A prolonged drought has uncovered a Yorkshire village that had been buried under a reservoir for decades. Although it is supposed to be off-limits, a local boy can’t resist exploring the buildings and unexpectedly discovers a skeleton. Banks is sent to investigate by his Chief Constable as punishment for an earlier clash between the two.
Assisted by the local DS, Annie Cabbot, Banks tries to identify the skeleton and reconstruct the events of 50 years earlier. At the same time, the events resonate with him, reminding him of Jem, a friend from his younger days who came to a sad end. Then there’s Annie Cabbot. Still mourning the end of his marriage ten years earlier, for the first time Banks feels the stirrings of attraction.

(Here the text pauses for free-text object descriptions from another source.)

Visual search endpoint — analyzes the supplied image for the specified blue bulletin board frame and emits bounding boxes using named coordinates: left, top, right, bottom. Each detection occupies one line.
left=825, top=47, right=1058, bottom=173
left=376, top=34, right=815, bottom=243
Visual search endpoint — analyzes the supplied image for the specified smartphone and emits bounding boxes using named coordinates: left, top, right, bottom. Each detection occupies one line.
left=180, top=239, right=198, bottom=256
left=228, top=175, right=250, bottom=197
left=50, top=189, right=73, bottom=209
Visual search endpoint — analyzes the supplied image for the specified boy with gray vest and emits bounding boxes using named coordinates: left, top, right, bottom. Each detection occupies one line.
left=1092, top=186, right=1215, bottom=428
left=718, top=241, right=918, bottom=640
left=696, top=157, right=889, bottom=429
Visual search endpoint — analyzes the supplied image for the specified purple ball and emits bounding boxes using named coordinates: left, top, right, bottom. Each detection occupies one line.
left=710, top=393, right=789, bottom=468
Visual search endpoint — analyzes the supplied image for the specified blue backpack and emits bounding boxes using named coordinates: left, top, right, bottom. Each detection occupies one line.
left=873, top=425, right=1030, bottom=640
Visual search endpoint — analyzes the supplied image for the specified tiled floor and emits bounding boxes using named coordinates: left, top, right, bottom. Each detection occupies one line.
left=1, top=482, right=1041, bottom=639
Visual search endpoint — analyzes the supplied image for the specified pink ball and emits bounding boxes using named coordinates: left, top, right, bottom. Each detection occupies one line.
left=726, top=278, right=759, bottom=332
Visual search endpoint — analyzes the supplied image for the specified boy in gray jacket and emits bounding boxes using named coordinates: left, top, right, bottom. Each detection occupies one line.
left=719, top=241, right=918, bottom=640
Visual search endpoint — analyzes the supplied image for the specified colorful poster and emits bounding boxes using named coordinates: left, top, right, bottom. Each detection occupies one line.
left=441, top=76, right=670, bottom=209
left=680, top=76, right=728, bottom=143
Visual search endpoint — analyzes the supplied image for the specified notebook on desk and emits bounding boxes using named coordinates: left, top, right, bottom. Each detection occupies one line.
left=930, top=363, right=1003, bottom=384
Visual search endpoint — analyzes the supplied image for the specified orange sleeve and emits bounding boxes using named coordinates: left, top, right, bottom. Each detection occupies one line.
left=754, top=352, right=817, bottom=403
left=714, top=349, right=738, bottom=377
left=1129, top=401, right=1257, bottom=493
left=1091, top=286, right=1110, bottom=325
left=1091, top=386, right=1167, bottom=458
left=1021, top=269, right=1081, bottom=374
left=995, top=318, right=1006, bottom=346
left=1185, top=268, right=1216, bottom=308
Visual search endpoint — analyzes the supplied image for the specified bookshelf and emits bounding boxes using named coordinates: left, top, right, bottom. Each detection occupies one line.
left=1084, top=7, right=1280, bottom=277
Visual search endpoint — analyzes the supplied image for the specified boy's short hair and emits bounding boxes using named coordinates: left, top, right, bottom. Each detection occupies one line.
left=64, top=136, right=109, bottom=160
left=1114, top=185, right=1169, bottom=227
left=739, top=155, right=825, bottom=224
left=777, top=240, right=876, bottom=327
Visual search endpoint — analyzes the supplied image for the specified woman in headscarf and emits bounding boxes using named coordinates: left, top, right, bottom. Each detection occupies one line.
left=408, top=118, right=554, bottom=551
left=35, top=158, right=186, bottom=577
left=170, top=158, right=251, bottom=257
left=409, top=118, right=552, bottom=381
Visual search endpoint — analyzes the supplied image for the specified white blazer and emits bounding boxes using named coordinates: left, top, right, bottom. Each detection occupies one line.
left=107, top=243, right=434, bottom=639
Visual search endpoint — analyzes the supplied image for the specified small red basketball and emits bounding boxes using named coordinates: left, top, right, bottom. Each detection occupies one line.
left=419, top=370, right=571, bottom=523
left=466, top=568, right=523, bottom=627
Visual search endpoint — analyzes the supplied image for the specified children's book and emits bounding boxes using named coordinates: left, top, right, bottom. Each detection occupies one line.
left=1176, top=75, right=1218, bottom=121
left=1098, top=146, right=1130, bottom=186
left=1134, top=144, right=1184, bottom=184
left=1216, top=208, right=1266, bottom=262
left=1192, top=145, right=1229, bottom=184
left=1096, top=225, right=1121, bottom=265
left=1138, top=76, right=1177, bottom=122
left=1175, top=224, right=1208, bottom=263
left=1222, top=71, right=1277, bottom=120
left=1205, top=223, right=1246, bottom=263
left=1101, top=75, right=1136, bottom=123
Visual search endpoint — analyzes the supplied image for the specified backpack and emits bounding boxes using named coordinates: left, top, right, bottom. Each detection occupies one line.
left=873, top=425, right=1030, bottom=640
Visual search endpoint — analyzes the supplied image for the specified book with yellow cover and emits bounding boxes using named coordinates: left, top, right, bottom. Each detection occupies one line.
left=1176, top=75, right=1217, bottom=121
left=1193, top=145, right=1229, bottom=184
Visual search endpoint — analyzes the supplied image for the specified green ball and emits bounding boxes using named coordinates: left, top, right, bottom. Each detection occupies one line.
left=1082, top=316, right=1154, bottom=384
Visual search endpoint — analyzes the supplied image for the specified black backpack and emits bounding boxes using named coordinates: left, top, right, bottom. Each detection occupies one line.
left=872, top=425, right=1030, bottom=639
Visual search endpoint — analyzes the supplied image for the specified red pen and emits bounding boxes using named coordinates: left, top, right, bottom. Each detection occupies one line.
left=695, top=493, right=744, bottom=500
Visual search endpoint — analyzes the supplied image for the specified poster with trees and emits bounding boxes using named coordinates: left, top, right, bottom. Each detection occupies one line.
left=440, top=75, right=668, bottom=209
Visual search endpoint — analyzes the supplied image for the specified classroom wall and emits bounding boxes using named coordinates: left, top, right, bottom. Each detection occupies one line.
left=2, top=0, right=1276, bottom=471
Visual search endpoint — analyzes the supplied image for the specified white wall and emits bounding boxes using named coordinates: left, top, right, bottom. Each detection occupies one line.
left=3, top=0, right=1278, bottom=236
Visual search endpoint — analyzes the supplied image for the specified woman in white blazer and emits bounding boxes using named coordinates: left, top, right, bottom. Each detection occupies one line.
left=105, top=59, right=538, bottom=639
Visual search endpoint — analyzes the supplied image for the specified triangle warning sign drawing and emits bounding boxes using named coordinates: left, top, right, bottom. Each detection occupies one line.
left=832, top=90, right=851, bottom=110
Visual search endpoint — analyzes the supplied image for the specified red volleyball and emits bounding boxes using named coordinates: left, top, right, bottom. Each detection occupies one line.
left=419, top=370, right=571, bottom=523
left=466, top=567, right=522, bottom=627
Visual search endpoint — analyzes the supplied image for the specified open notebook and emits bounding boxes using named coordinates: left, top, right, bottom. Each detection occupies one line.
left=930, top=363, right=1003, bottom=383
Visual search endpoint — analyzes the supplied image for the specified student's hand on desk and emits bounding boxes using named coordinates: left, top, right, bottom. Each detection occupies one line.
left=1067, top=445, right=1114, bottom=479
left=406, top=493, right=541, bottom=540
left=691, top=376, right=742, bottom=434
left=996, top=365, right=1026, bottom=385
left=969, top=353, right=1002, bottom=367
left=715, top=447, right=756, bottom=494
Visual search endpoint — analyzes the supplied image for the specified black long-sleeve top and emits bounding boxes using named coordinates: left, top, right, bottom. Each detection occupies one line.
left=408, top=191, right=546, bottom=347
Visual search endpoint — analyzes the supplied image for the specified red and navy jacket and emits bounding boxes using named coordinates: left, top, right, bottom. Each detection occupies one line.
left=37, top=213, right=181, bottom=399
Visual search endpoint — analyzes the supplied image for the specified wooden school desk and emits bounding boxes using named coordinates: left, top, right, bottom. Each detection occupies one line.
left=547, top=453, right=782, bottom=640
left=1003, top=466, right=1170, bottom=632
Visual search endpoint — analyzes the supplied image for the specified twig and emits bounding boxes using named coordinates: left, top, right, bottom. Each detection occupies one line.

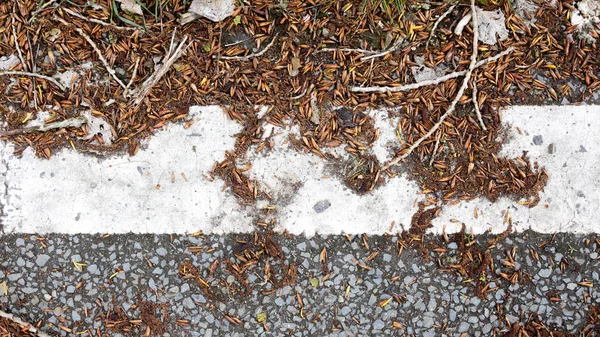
left=11, top=9, right=27, bottom=72
left=350, top=47, right=514, bottom=93
left=472, top=76, right=486, bottom=130
left=129, top=35, right=190, bottom=106
left=28, top=0, right=59, bottom=23
left=383, top=0, right=480, bottom=170
left=76, top=27, right=128, bottom=91
left=289, top=83, right=314, bottom=100
left=315, top=47, right=375, bottom=55
left=54, top=17, right=128, bottom=91
left=360, top=38, right=403, bottom=61
left=429, top=131, right=442, bottom=167
left=0, top=71, right=65, bottom=91
left=468, top=0, right=486, bottom=131
left=61, top=7, right=138, bottom=31
left=218, top=35, right=278, bottom=61
left=0, top=310, right=53, bottom=337
left=126, top=57, right=140, bottom=91
left=0, top=116, right=87, bottom=137
left=315, top=37, right=403, bottom=61
left=426, top=4, right=456, bottom=47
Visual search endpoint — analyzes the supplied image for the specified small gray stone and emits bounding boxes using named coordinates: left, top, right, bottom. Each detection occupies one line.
left=373, top=319, right=385, bottom=330
left=156, top=247, right=168, bottom=257
left=423, top=330, right=435, bottom=337
left=275, top=298, right=285, bottom=306
left=183, top=297, right=195, bottom=309
left=313, top=200, right=331, bottom=213
left=36, top=254, right=50, bottom=267
left=87, top=264, right=98, bottom=274
left=66, top=286, right=76, bottom=293
left=548, top=143, right=556, bottom=154
left=72, top=311, right=81, bottom=321
left=22, top=287, right=37, bottom=294
left=538, top=269, right=552, bottom=278
left=458, top=321, right=470, bottom=332
left=533, top=135, right=543, bottom=145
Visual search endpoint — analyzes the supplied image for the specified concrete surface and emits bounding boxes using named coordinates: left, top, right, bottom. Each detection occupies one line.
left=1, top=105, right=599, bottom=235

As if those threads were not enough, interwoven with the investigation and Banks’s memories is a first-person account by a then-young woman of the village during the Second World War, as well as the story of an elderly novel-writer being harassed by anonymous phone calls.
A writer in the middle of writing their first novel remarked to me the other day, “This is hard! There are so many things to keep track of.”
It’s true. Novels have so many moving pieces, it’s hard to keep track of them all. Has this minor character appeared often enough that a reader wouldn’t have forgotten them? Did this theme work its way into every part of the story? Did I remember what season it was, what day of the week, what color that character’s eyes are? Writing a mystery is even worse; you have all those red herrings and unreliable characters to work in.
I’m stunned by how well Robinson manages the complexity of his storylines here. I use spreadsheets, outlines, journals and hand-drawn maps, and have replaced physical index cards with virtual ones. It’s not uncommon to peek into an author’s study and find one or more walls completely covered with notes and drawings and maps. Novelist Laura Lippman sometimes posts pictures of her insanely complicated charts.
I don’t know what Robinson’s process is, but the effect here is amazing. So many disparate threads, each with their own continuity, bouncing off each other. The timing is perfect. Just when you are starting to think, What has happened to . . .? that thread reemerges.
And with each scene, information emerges prompting new questions, heightening the suspense, making me ask—as my three-year-old friend often bursts out with in the middle of a story—What’s going to happen? Best of all, everything that does happen grows organically out of the story, without artificial dramatics.
Reading and thinking about an amazing story helps to bring rain to my dry places. Writing a novel is hard, but Peter Robinson makes it look easy.
Have you read any of the Inspector Banks series? Is there another mystery series you’d recommend?